Wednesday, August 3, 2011

Q-Q Plots and Power Laws in Database Performance Data

I'm in the process of putting together some slides on how to apply Quantile-Quantile plots to performance data. Q-Q plots are a handy tool for visually inspecting how well your data matches a known probability distribution (prob dsn). If the match is good, the data should line up more or less diagonally in the Q-Q plot. A common usage is to verify normality, i.e. how well the data matches a Normal or Gaussian dsn. In fact, this usage is so common that R even has a separate function called qqnorm() for doing just that.

That's all textbook stuff, so I was wondering if anyone had tried it on computer performance data, e.g., response times. No sooner had I fired up the Google tab than blow me down if I don't see a blog post entitled "Q-Q plots to examine SQL execution time distributions". Not only that, but it's written by my colleague from the Hotsos Symposium, Dave Abercrombie—who has also been beavering away at applying my USL model to Oracle performance data. I recommend you take a look at Dave's post because he has tried to apply Q-Q plots to some tricky SQL performance data that looks benign when plotted as a histogram, but is actually very difficult to tame. This is demonstrated when Dave's attempts to model the underlying prob dsn using Q-Q plots doesn't meet with much success. Nonetheless, his point that it's better to use Q-Q plots than to eyeball histograms, is a good one.

Since I'm a bit of an old hand at constructing models out of data, and Dave was kind enough to provide the data for download from his blog, I decided to see what I could do with it. After a little fooling around, it struck me that there are actually three separate regions in these data. Therefore, it's a lost cause trying to model it with a single prob dsn. The following cluster of 4 plots shows what I came up with.
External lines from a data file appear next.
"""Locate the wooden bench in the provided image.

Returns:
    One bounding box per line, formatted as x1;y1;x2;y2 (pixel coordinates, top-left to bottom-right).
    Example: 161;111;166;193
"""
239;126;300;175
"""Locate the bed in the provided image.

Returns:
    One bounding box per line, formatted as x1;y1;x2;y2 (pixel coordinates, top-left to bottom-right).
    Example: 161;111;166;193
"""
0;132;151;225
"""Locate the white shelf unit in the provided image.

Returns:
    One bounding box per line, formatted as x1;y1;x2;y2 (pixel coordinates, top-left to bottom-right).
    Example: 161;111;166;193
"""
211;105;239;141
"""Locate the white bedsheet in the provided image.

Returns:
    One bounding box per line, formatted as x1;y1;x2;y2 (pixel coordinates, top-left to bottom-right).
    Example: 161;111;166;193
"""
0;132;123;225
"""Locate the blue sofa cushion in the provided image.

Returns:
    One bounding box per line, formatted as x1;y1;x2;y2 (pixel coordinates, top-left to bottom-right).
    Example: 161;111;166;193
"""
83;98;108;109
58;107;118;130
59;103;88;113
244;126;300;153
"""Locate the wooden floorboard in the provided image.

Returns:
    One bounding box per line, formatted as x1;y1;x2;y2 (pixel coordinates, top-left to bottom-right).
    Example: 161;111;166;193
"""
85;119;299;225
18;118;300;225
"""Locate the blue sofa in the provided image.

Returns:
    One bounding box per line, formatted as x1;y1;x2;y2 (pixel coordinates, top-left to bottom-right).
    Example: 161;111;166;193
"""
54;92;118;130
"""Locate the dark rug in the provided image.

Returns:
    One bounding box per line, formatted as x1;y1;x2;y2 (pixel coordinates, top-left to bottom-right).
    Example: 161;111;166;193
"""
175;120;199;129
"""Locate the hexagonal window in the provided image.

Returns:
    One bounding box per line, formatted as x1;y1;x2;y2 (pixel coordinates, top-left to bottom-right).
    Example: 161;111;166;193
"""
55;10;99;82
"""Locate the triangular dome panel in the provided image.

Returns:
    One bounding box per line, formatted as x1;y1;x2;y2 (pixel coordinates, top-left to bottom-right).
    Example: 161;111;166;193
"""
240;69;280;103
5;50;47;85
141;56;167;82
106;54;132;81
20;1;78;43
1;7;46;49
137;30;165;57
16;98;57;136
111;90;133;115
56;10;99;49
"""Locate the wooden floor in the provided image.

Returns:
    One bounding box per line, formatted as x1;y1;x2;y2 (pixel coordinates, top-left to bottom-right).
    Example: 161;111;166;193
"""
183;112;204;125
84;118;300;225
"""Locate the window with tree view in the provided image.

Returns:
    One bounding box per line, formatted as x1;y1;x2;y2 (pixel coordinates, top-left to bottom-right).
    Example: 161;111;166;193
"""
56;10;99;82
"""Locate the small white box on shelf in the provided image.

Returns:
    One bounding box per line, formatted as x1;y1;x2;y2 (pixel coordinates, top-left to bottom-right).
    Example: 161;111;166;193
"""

The top-left plot shows a histogram of the raw data set (some 500 query times), but with one very important difference compared with what Dave did. I ranked the data according to decreasing SQL elapse times. I then partitioned the data into 3 sub-regions (A, B and C). The top-right plot shows a portion of the data (region A) on double-log axes. The near linearity of those data demonstrates rather clearly that they most likely conform to a power law dsn, like Zipf's law. In fact, this looks like a textbook example. A power law means that the SQL queries are highly correlated in some way.

Both plots on the bottom row (for regions B and C, respectively) also exhibit linear behavior but those data are plotted on log-linear axes, so they cannot be power law. It does suggest, however, that those queries are exponentially distributed. Moreover, since these SQL query times are periods or intervals, that further suggests they belong to Poisson processes with two different rates. It also implies that whatever correlations are present in region A, are not present in regions B and C.

The blue lines in the above plots are the respective regression fits (using R) for each of the proposed models.

Now let's see what the Q-Q plots have to tell us about how well these 3 separate models do.

The top-left plot shows the entire data set compared with a normal dsn and, as Dave observed, it is clearly not normal (in every sense of the word). The top-right plot corresponds to the power law model and, although not a perfect diagonal line, it's better than the normal plot and I know that power laws can be notoriously difficult to model. At the very least, I think it says not to reject the power law on this data alone.

The bottom 2 plots would seem to confirm the validity of the exponential models in their respective regions. I'll be interested to hear if there is any support for this multi-modal approach in the Oracle world.

1 comment:

Tom said...

I encountered the QQ-plot when writing a paper about think times: I was trying to fit data to a lognormal curve and I used the fitdistrplus package in R. Figure 2 in the paper has the QQ-plot as well as 3 other plots (PP-plot being one of them) that are automatically generated. The fitdist function does all of the work and computes the distribution's parameters for the desired distribution. The paper also includes the script (#1) and it is very trivial. I cannot claim expertise in this area and may not have done everything correctly (I wrote up what I did, not necessarily the proper procedure).